Once a struggling institution, the school transformed itself into a high-performance learning environment by changing its curriculum to include self-regulation and emotional literacy, crucial for its context, to directly impact behaviour and academic performance. The community-focused model is designed around employability and the local labour market to provide personalised learning pathways for vulnerable students. Students engage in community initiatives and projects to build self-esteem and a sense of belonging.

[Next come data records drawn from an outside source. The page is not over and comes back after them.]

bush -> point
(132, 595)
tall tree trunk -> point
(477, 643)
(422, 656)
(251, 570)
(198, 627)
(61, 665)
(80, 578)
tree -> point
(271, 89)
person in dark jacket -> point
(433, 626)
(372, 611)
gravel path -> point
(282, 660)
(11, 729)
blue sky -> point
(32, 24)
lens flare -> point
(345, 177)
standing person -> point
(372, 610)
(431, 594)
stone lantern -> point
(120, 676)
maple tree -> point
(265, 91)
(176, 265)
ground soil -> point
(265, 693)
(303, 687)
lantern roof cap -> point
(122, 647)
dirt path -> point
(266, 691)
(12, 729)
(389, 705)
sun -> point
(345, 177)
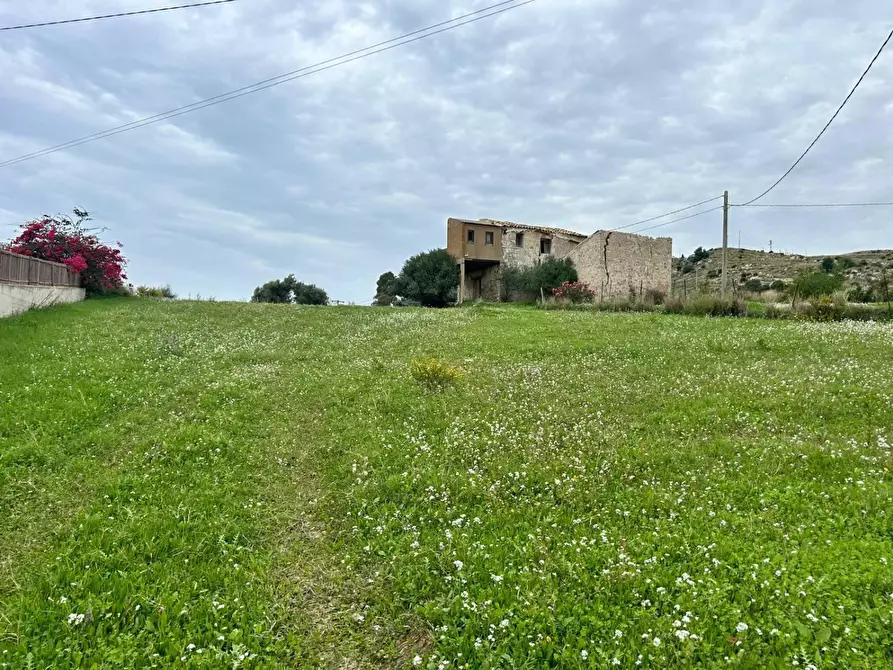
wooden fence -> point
(18, 269)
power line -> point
(827, 125)
(828, 204)
(118, 15)
(328, 64)
(690, 216)
(675, 211)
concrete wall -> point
(459, 247)
(16, 298)
(617, 265)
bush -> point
(860, 294)
(156, 292)
(709, 305)
(545, 276)
(655, 296)
(385, 290)
(815, 284)
(822, 308)
(430, 278)
(64, 240)
(754, 285)
(576, 292)
(290, 291)
(773, 311)
(434, 375)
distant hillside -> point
(858, 268)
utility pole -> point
(725, 243)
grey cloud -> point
(588, 114)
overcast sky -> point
(584, 114)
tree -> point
(431, 278)
(815, 284)
(543, 276)
(385, 290)
(62, 239)
(290, 290)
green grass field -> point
(223, 486)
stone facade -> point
(17, 298)
(615, 265)
(618, 265)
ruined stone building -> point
(614, 264)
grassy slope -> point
(267, 484)
(868, 267)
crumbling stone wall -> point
(529, 252)
(617, 265)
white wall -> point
(16, 298)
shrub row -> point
(823, 308)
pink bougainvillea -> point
(574, 291)
(63, 240)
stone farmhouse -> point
(614, 264)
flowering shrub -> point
(63, 240)
(434, 375)
(575, 291)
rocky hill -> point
(861, 268)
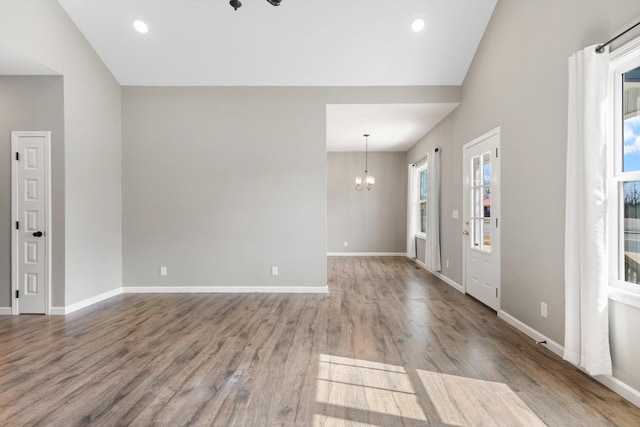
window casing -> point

A project in collaboration with a local gym and boxing club allows students to participate in activities including boxing, self-defence, spin classes, and breakfast clubs, which tackle involvement in anti-social behaviour and promote self-esteem, wellbeing and a sense of belonging. Through these activities, students learn valuable lessons to help them navigate the unpredictability of school life, positively impacting their academic performance. Notably, student engagement has increased, particularly among disadvantaged and vulnerable students. Complementing this initiative, a self-regulation curriculum has been introduced to teach and model positive learning behaviours and interactions gained through the project, helping students build resilience, self-control and confidence.
Another key project is a student-led collaboration with local care homes that aims to reduce social isolation among the elderly whilst raising awareness of age-related issues. Involving children from a local primary school, this project centres on the school’s value of Unity and has provided an exceptional opportunity for leadership development, building organisational skills through teamwork.
The school maintains a long-standing partnership with Salcare, a local food bank, to support families affected by the cost-of-living crisis. Initiatives led by its prefect body help reduce the stigma of food insecurity while developing leadership within the school.
More than 500 students have engaged with these initiatives, contributing to an increase in attendance that now sits above the national average. It has acquired over £30,000 in funding from the community to enhance facilities at the local gym and sponsor a study classroom for students with turbulent home environments, giving them a safe space to study and work. The wellbeing team currently provides support to 76 families. The school actively engages with the local labour market through career-related trips and employer partnerships, and has expanded its wellbeing and family support to equip students with coping strategies to overcome challenges they may face as young adults. This support also includes workshops for parents offering practical guidance across various areas, including mental health and emotional regulation. The culture of respect, recognition and support has led to a 0% staff turnover.